Dat zijn zoals we hier in belgië zeggen : 'de cijfers van de rijkswacht vs de organisatie'  :Big Grin: 

Getallen die hier al voorbij zijn gekomen wijken wel serieus af...
Lijstje van AJB komt idd aardig in de buurt (pre-productie). Zijn echter nog aanpassingen gebeurd.

----------


## Daan Hoffmans

Het zal wel aan mij liggen, maar ik vind het podium/decor echt spuuglelijk...

Een combinatie van paars en oranje... Ongelooflijk veel tierelantijntjes en pogingen tot kunst...
We hebben het er al eerder over gehad, maar ik vind het veel te druk allemaal. Sfeerloos...

----------


## AJB

Beste Daan,

Ik vind het lovenswaardig dat je je mening geeft, maar denk eerst eens na over wat je ziet... We lullen hier niet over een plaatselijke veewagen met een bandje ! Dit podium is 100(!) meter breed man... 29 mtr. diep... Zulke kleine foto's zeggen helemaal niks... Lichtontwerper en Set Designer Patrick "Piebe" Kramer, heeft absoluut WEL sfeergevoel, en maakt zeer gebalanceerde plaatjes. Kijk eens wat hij bijv. heeft gedaan bij Ilse de Lange, theatershow van Twarres (schitterend) en voor Blof.

Lijstje dat ik gaf is idd van pre-productie, toen Carlo en Patrick bij Tenfeet zaten. Iedere dag is daar e.e.a. gewijzigd, en dankzij de ftp-server van tenfeet kon dat direct "online" worden gezet in de wyg-studio.
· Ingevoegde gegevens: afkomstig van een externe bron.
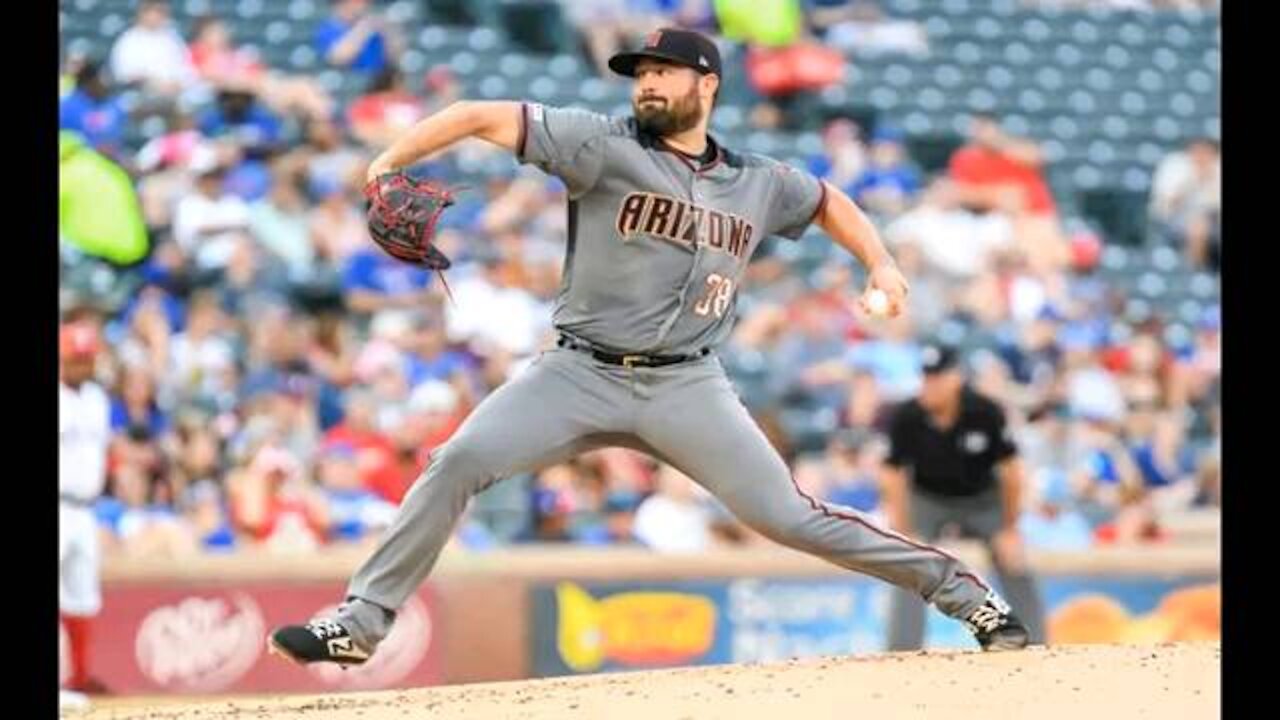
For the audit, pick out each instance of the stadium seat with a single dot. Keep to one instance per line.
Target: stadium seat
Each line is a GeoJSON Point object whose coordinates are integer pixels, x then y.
{"type": "Point", "coordinates": [536, 24]}
{"type": "Point", "coordinates": [1121, 214]}
{"type": "Point", "coordinates": [462, 12]}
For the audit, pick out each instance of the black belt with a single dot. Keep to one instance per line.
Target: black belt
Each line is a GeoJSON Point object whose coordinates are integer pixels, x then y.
{"type": "Point", "coordinates": [630, 359]}
{"type": "Point", "coordinates": [76, 501]}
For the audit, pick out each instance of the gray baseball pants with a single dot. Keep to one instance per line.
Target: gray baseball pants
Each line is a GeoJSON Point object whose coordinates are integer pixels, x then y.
{"type": "Point", "coordinates": [978, 516]}
{"type": "Point", "coordinates": [567, 402]}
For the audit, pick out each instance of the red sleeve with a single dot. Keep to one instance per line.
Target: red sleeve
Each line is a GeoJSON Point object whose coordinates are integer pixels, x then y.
{"type": "Point", "coordinates": [365, 110]}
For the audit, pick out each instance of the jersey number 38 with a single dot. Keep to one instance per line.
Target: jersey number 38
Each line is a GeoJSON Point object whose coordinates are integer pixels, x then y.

Alles is geprogged op 1 Virtuoso, maar zoals Ice terecht opmerkt stonden er tijdens de show zo te zien 2... Voor meer info check www.tenfeet.nl (new section), hier staat ook zeer interessante info over het Froger concert.

----------


## AJB

Volgens mij zijn er trouwens ook 2 blinders in de top-rand van het podium die het niet doen...Valt me op dat ze in meerdere foto's uit staan

----------


## Jasper-Lichtbron

Hoi Daan, mening is natuurlijk vrij; maar er was hier duidelijk een look gecreeert. Het roestige ijzer kleurde erg mooi met het paarse doek, wat ook weer terugkomt in de DVD waarvan het uiteindelijk de tour was. Ook de regie was helemaal in deze stijl (oog voor detail!) en monitor mix e.d. mooi weggewerkt. 
Kan zijn dat het niet je smaak is, maar dan vind ik spuuglelijk toch overdreven. Je hebt het ook niet live in actie gezien, dat scheelt waarschijnlijk ook. Het viel me nog alles mee hoeveel je nog met kleur kunt doen op die roestig-kleurige platen, zag er erg gaaf uit. En die grijze panelen is natuurlijk een makkie om ermee te doen wat je wil. Het is een beetje vuilnisbakkenachtig, maar dat was duidelijk de bedoeling. Weer eens wat anders; en zeker geslaagd (naar mijn mening).

Vanaf de Tenfeet website: "Marco wanted the showset to look like a deserted film set."... gelukt!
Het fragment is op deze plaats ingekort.